The OPTMODEL Procedure

Example 5.8 Chemical Equilibrium

This example illustrates how to convert PROC NLP code that handles arrays into PROC OPTMODEL form. The following PROC NLP model finds an equilibrium state for a mixture of chemicals. The same model is used in Example 7.8: Chemical Equilibrium in Chapter 7: The NLP Procedure in SAS/OR User's Guide: Mathematical Programming Legacy Procedures.

proc nlp tech=tr pall; 
   array c[10] -6.089 -17.164 -34.054  -5.914 -24.721 
              -14.986 -24.100 -10.708 -26.662 -22.179; 
   array x[10] x1-x10; 
   min y; 
   parms x1-x10 = .1; 
   bounds 1.e-6 <= x1-x10; 
   lincon 2. = x1 + 2. * x2 + 2. * x3 + x6 + x10, 
          1. = x4 + 2. * x5 + x6 + x7, 
          1. = x3 + x7  + x8 + 2. * x9 + x10; 
   s = x1 + x2 + x3 + x4 + x5 + x6 + x7 + x8 + x9 + x10; 
   y = 0.; 
   do j = 1 to 10; 
      y = y + x[j] * (c[j] + log(x[j] / s)); 
   end; 
run;

The following statements show a corresponding PROC OPTMODEL model:

proc optmodel;
   set CMP = 1..10;
   number c{CMP} = [-6.089 -17.164 -34.054  -5.914 -24.721 
                    -14.986 -24.100 -10.708 -26.662 -22.179];
   var x{CMP} init 0.1 >= 1.e-6;
   con 2. = x[1] + 2. * x[2] + 2. * x[3] + x[6] + x[10], 
       1. = x[4] + 2. * x[5] + x[6] + x[7], 
       1. = x[3] + x[7]  + x[8] + 2. * x[9] + x[10];
       
   /* replace the variable s in the PROC NLP model */
   impvar s = sum{i in CMP} x[i]; 
   
   min y = sum{j in CMP} x[j] * (c[j] + log(x[j] / s));
   solve;
   print x y;

The PROC OPTMODEL model uses the set CMP to represent the set of compounds, which are numbered 1 to 10 in the example. The array c was initialized by using the equivalent PROC OPTMODEL syntax. The individual array locations could also have been initialized by assignment or by READ DATA statements.
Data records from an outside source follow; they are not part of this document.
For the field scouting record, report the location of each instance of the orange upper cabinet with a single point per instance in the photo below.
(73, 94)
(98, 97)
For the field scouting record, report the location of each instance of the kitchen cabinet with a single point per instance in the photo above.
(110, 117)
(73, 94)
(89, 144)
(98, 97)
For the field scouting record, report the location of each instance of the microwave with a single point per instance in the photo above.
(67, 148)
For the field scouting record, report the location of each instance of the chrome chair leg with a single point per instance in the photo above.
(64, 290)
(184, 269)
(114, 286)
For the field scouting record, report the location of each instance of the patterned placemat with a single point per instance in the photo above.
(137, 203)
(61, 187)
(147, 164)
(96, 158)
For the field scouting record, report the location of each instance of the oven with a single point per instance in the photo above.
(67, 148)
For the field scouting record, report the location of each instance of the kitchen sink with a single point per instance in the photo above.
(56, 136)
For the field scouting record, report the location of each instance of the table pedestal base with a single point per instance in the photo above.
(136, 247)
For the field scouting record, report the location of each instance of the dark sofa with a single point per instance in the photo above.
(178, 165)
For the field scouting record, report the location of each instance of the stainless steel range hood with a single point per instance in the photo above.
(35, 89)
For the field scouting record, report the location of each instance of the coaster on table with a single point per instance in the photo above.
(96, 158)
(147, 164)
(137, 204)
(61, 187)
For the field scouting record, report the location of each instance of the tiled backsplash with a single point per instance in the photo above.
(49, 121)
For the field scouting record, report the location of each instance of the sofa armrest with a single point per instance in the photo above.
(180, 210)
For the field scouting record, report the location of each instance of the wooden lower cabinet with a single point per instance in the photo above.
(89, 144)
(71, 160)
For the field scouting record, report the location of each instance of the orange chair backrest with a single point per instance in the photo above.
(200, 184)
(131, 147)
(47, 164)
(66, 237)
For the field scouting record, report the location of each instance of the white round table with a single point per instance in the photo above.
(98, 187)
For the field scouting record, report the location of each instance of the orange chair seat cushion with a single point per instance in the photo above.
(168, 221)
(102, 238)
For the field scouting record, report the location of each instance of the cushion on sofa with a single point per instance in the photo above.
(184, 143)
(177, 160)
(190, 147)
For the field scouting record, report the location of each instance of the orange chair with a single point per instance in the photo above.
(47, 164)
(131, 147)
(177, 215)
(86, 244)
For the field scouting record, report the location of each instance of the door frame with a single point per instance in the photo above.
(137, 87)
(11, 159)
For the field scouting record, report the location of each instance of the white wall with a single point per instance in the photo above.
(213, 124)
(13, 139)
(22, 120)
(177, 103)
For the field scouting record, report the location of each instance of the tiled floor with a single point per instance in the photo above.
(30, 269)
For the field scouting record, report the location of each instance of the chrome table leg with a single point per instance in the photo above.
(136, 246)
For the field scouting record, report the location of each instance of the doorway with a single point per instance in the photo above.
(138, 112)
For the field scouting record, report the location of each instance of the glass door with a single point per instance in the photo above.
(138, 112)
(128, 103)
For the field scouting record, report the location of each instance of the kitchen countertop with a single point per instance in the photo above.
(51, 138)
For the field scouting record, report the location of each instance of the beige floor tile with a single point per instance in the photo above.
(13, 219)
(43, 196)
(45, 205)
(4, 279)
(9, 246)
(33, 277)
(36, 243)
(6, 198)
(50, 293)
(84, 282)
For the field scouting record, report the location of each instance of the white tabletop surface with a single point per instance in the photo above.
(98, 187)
The VAR declaration for variable x combines the VAR and BOUNDS statements of the PROC NLP model. The index set of the array is based on the set of compounds CMP to simplify changes to the model.

The linear constraints are similar in form to the PROC NLP model. However, the PROC OPTMODEL version uses the array form of the variable names because it treats arrays as distinct variables, not as aliases of lists of scalar variables.
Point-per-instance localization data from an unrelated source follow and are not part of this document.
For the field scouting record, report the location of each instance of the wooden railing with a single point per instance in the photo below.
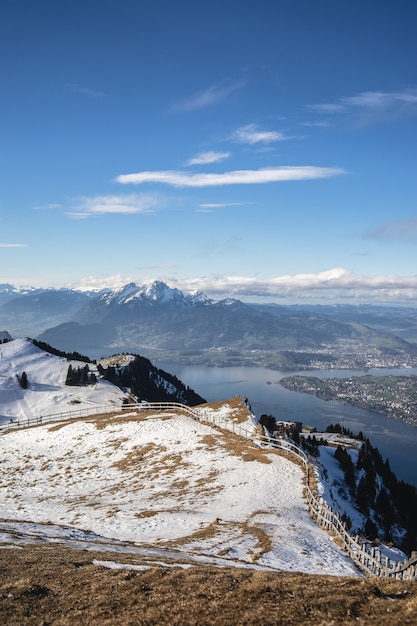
(368, 558)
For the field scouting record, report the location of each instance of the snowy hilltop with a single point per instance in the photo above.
(150, 478)
(46, 392)
(166, 484)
The implicit variable s replaces the intermediate variable of the same name in the PROC NLP model. This is an example of translating an intermediate variable from the other models to PROC OPTMODEL. An alternative way is to use an additional constraint for every intermediate variable. Instead of declaring objective s as in the preceding statements, you can use the following statements:

      . . .
      var s;
      con s = sum{i in CMP} x[i];
      . . .

Note that this alternative formulation passes an extra variable and constraint to the solver. This formulation can sometimes be solved more efficiently, depending on the characteristics of the model.
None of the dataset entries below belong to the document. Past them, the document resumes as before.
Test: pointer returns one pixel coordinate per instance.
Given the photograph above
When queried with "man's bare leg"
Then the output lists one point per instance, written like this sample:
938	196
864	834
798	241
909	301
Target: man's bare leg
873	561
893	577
The PROC OPTMODEL version uses a SUM operator over the set CMP, which enhances the flexibility of the model to accommodate possible changes in the set of compounds.

In the PROC NLP model, the objective function y is determined by an explicit loop. The DO loop in PROC NLP is replaced by a SUM aggregation operation in PROC OPTMODEL. The accumulation in the PROC NLP model is now performed by PROC OPTMODEL by using the SUM operator.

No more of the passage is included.